Sallie Williams, Vice President of Advancement at Heritage Ministries, is amongst those calling on the Governor to extend the timeline.
“The concern is that we’re already feeling the impact of the staffing crisis for going on two years now. And to have these new ratios going into effect on April 1st would triple the gap in the openings it would create that would need to be filled. Statewide, for non-for-profit and private, it is 12,000 jobs that have to be filled on April 1st to meet the staffing minimums outlined,” explained Williams.
According to the new rules, nursing homes must meet a daily average of 3.5 hours of nursing care per resident per day with no less than 2.2 hours of care for certified nurse assistants and 1.1 hours for LPN/RN’s.
The rule was originally set to begin January 1st, before Governor Kathy Hochul delayed it due to pandemic-related staffing shortages.

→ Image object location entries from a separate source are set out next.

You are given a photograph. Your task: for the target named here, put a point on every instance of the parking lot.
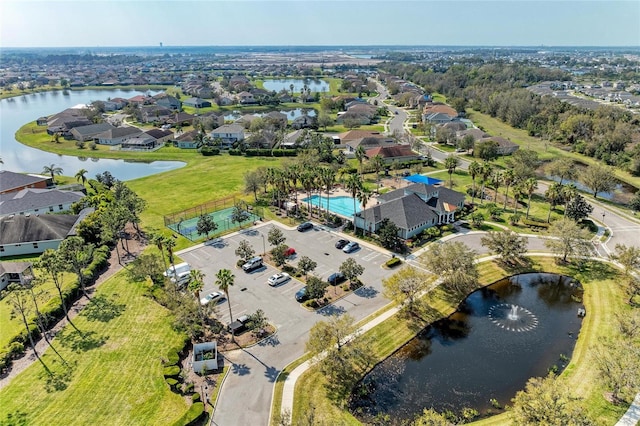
(251, 291)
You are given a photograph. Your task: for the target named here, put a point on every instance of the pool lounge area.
(341, 205)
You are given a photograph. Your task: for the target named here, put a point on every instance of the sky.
(88, 23)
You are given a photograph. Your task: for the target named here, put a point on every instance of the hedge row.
(52, 311)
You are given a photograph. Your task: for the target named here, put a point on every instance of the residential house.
(393, 153)
(228, 133)
(117, 135)
(15, 272)
(161, 136)
(246, 98)
(505, 146)
(87, 133)
(196, 102)
(14, 182)
(412, 209)
(37, 201)
(32, 234)
(187, 140)
(143, 142)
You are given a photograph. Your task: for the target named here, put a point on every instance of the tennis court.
(222, 218)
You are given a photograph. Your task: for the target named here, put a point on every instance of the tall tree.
(554, 195)
(530, 185)
(475, 169)
(454, 263)
(405, 288)
(76, 256)
(568, 239)
(52, 170)
(598, 179)
(52, 264)
(451, 162)
(224, 280)
(509, 246)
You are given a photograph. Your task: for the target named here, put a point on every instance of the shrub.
(171, 371)
(394, 261)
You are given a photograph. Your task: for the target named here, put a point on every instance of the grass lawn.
(45, 292)
(603, 298)
(116, 375)
(545, 150)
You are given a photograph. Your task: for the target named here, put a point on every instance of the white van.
(179, 269)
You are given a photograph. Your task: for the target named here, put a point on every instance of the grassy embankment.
(603, 298)
(116, 373)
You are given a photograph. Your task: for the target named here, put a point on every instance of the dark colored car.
(352, 246)
(336, 278)
(341, 243)
(305, 226)
(301, 295)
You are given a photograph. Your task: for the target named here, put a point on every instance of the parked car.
(336, 278)
(214, 297)
(341, 243)
(352, 246)
(239, 324)
(277, 279)
(251, 264)
(301, 295)
(305, 226)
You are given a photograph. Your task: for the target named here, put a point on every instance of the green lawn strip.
(545, 150)
(119, 382)
(45, 293)
(602, 298)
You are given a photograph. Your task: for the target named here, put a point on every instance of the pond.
(298, 85)
(291, 114)
(18, 111)
(501, 336)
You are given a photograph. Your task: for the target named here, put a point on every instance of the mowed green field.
(116, 371)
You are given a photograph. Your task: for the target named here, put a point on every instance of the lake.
(298, 84)
(17, 111)
(501, 336)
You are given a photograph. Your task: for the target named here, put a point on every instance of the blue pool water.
(338, 205)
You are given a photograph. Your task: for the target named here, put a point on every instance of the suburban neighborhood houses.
(341, 225)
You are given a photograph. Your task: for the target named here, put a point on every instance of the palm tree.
(224, 280)
(486, 171)
(328, 177)
(553, 194)
(451, 162)
(52, 170)
(530, 185)
(475, 169)
(496, 180)
(80, 176)
(197, 283)
(568, 192)
(353, 183)
(360, 156)
(508, 177)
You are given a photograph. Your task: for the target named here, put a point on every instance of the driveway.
(245, 396)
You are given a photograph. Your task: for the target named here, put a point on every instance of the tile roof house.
(14, 182)
(228, 133)
(393, 153)
(86, 133)
(412, 209)
(117, 135)
(37, 201)
(33, 234)
(15, 272)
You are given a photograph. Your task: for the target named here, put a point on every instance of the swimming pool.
(338, 205)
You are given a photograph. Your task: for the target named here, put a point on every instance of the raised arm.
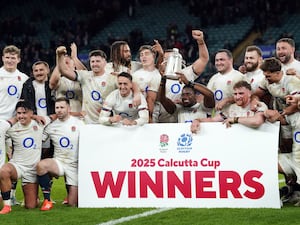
(168, 104)
(54, 78)
(200, 64)
(78, 64)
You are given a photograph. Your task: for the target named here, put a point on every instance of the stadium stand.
(39, 26)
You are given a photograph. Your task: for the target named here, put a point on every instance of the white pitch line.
(128, 218)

Shortages were so severe that National Guard members were deployed to Heritage Ministries nursing homes in Chautauqua County.
“We are also expected to now meet a minimum percentage of how much of our revenue goes towards direct care staff,” says Williams. “So that’s very much a one two punch, especially for non-for-profits like us.”

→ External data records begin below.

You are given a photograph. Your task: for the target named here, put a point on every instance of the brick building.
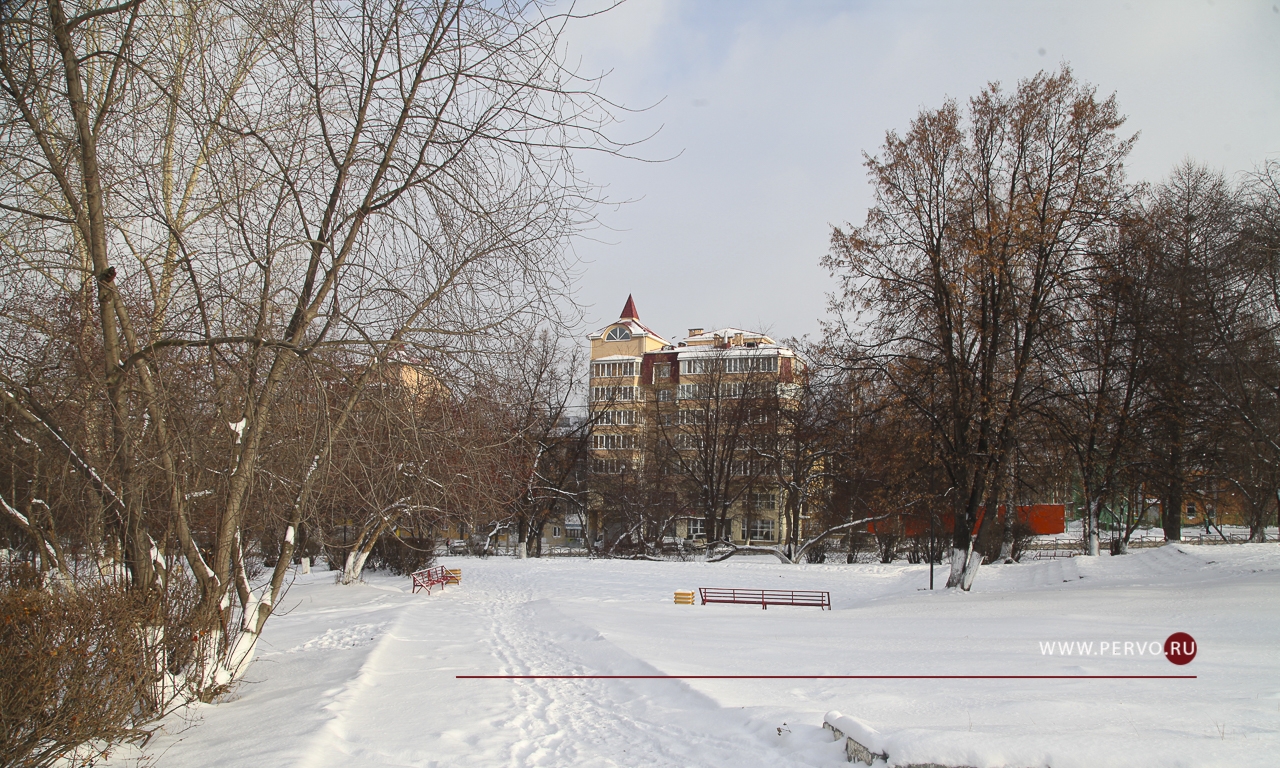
(703, 407)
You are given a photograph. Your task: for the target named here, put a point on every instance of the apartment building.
(703, 408)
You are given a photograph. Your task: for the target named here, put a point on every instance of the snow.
(368, 675)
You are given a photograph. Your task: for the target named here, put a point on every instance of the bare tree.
(214, 195)
(963, 264)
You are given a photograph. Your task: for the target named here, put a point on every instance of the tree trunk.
(1093, 526)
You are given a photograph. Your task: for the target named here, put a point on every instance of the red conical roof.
(630, 310)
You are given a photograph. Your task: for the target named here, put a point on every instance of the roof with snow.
(630, 319)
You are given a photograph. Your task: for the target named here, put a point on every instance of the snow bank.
(369, 675)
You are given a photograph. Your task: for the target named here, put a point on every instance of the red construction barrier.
(438, 575)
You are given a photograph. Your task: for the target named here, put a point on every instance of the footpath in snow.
(366, 675)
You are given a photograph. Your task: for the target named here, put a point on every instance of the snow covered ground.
(366, 675)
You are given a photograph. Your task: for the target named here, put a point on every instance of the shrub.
(76, 673)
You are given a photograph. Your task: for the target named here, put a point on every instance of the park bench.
(766, 597)
(438, 575)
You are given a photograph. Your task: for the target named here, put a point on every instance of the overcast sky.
(767, 109)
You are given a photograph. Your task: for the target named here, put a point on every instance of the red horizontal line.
(824, 676)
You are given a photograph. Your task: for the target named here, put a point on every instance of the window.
(685, 442)
(616, 417)
(575, 528)
(762, 530)
(735, 364)
(691, 416)
(752, 364)
(731, 389)
(603, 394)
(764, 502)
(609, 466)
(691, 392)
(613, 442)
(606, 370)
(695, 365)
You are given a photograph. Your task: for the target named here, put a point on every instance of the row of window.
(612, 466)
(620, 394)
(725, 389)
(624, 417)
(752, 364)
(758, 529)
(615, 369)
(615, 442)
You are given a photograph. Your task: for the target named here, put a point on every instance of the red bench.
(438, 575)
(766, 597)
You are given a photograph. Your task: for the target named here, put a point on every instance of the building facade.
(685, 435)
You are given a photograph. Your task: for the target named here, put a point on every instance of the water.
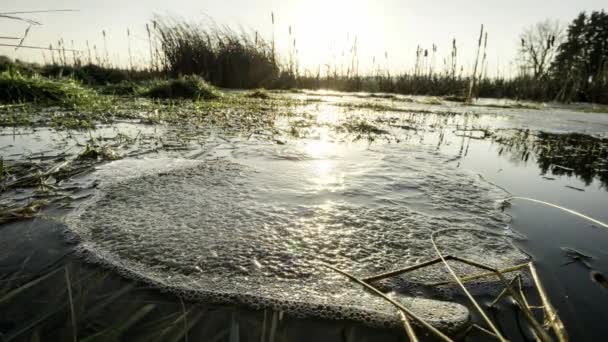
(274, 204)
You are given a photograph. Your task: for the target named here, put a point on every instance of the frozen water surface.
(256, 225)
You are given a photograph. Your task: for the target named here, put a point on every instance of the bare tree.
(539, 45)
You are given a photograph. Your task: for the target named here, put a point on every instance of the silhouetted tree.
(539, 44)
(581, 64)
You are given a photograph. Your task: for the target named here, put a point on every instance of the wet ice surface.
(255, 225)
(365, 207)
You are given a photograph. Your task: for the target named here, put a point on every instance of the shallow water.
(359, 201)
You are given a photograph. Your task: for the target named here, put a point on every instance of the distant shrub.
(259, 94)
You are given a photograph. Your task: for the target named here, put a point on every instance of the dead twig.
(408, 312)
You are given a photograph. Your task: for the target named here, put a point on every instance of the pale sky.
(321, 27)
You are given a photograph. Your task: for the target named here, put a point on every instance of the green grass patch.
(16, 88)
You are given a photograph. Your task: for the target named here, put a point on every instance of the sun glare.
(326, 31)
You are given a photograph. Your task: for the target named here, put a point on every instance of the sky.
(387, 31)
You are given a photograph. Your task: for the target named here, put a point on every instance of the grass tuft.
(16, 88)
(185, 87)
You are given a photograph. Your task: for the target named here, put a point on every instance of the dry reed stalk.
(421, 321)
(551, 315)
(473, 78)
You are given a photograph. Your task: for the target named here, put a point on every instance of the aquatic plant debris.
(245, 233)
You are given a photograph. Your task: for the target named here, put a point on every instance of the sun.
(325, 32)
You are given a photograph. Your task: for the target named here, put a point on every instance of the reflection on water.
(583, 156)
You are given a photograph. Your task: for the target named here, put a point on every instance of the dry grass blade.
(538, 329)
(422, 322)
(71, 301)
(553, 319)
(183, 305)
(467, 293)
(504, 291)
(480, 328)
(401, 271)
(483, 275)
(570, 211)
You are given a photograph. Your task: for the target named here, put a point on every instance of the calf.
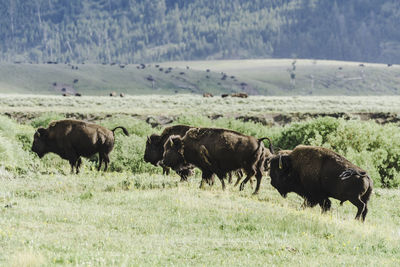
(216, 151)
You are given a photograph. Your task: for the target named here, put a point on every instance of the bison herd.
(314, 173)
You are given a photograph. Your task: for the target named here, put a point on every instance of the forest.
(135, 31)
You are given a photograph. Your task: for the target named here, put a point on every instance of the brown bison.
(317, 173)
(155, 149)
(216, 151)
(241, 95)
(72, 139)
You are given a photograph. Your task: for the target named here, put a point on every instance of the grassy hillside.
(132, 215)
(147, 220)
(265, 77)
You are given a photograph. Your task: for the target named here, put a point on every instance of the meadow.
(276, 77)
(132, 215)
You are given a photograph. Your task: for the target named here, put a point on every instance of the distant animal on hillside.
(317, 173)
(216, 151)
(73, 139)
(241, 95)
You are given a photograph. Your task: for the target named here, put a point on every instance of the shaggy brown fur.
(72, 139)
(317, 173)
(155, 148)
(216, 151)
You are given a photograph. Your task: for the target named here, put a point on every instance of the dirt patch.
(270, 119)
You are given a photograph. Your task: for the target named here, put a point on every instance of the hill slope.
(256, 77)
(135, 31)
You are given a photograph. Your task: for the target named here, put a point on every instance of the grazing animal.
(155, 149)
(72, 139)
(241, 95)
(317, 173)
(216, 151)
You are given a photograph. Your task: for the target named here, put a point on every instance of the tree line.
(134, 31)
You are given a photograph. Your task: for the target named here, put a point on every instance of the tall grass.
(374, 147)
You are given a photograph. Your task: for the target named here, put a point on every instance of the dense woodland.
(134, 31)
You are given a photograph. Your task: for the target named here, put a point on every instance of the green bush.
(374, 147)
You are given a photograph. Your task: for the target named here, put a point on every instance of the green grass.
(185, 104)
(134, 216)
(125, 219)
(263, 77)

The law requires nursing homes to spend at least 70% of their revenue on direct patient care, and 40% on resident-facing staffing. However, the state has included $64 million in the 2021-2022 budget for increased nurse staffing in nursing homes.

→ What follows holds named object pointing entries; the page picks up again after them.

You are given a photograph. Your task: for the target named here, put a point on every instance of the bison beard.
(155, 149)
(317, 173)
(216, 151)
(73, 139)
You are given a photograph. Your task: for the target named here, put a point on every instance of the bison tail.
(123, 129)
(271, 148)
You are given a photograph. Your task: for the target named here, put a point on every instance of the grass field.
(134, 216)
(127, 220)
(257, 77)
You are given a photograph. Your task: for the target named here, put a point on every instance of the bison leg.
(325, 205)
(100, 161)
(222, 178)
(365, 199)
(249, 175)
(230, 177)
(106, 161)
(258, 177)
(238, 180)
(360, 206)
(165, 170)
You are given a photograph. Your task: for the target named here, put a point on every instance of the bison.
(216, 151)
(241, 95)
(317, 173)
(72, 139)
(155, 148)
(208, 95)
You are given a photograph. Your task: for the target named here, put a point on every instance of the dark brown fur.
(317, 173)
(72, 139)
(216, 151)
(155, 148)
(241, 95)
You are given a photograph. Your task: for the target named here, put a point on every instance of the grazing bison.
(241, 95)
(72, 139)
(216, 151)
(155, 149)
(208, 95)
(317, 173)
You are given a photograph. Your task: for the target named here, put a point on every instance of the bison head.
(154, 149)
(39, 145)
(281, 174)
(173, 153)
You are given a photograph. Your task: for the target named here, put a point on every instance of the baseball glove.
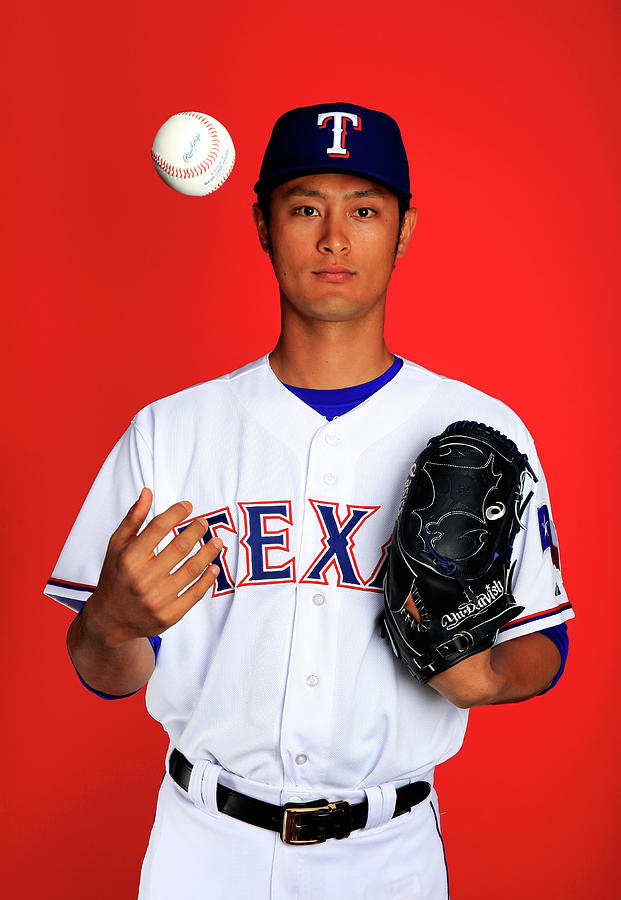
(451, 548)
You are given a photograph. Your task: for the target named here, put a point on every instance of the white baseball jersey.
(280, 674)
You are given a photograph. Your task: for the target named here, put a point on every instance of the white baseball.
(193, 153)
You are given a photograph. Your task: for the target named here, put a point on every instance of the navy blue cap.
(336, 137)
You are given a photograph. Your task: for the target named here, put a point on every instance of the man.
(273, 680)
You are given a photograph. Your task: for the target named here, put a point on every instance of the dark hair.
(264, 201)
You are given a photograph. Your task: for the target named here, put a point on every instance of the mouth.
(334, 273)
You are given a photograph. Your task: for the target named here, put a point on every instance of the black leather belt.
(298, 823)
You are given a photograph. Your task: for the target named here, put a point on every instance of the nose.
(334, 237)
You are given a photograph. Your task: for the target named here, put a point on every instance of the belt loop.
(381, 799)
(203, 785)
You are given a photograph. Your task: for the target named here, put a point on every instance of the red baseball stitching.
(206, 163)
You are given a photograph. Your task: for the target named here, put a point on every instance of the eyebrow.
(297, 191)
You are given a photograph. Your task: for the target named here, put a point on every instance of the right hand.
(137, 596)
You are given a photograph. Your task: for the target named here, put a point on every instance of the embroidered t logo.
(339, 130)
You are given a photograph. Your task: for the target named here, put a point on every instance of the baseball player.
(233, 550)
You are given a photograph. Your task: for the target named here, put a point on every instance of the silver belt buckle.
(291, 823)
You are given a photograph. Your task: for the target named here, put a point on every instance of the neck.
(329, 355)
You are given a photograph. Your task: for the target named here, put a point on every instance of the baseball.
(193, 153)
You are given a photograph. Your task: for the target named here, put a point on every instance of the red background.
(119, 291)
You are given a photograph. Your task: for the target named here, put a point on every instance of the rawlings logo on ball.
(193, 153)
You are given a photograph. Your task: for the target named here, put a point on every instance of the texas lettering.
(264, 537)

Heritage has already made strides to find staffing solutions, including training programs to promote current employees.
“We have instituted a number of new front-line care and all employee focused benefits to make sure that we are retaining the high level of care that we’ve always been known for… But unfortunately, what we’re facing now comes down to something more, a lack of resources. There are no people to hire in order to meet this,” says Williams.
Williams says the regulations would cause immediate impacts, such as the suspension of admission into nursing homes, as well as the closure of units to delegate staff elsewhere. Hospitals have already seen a backup of patients according to Williams, since they can not release them back to their nursing homes.
Having access to licensure programs and state investment in Medicaid could help alleviate shortage issues as Williams explained.
Senator George Borrello has expressed his concerns over the new rules, saying that Governor Hochul has only made the staffing issues worse.
“She also forced the firing of so many people that refused to get the vaccine, so that exacerbated the staffing shortage,” says Borrello. “And the unintended consequence, will be the fact that if this requirement goes into effect, you’re going to have to see nursing facilities just decommission beds. They’re going to reduce the number of beds and in some cases, you’re gonna have facilities that are just going to have to close because they cannot meet those requirements.”
The Senator continued that Cuomo’s reallocation of medicaid funds to non-emergency travel has decreased the reimbursement nursing homes receive. The requirements put our most vulnerable population at risk, explains Borrello.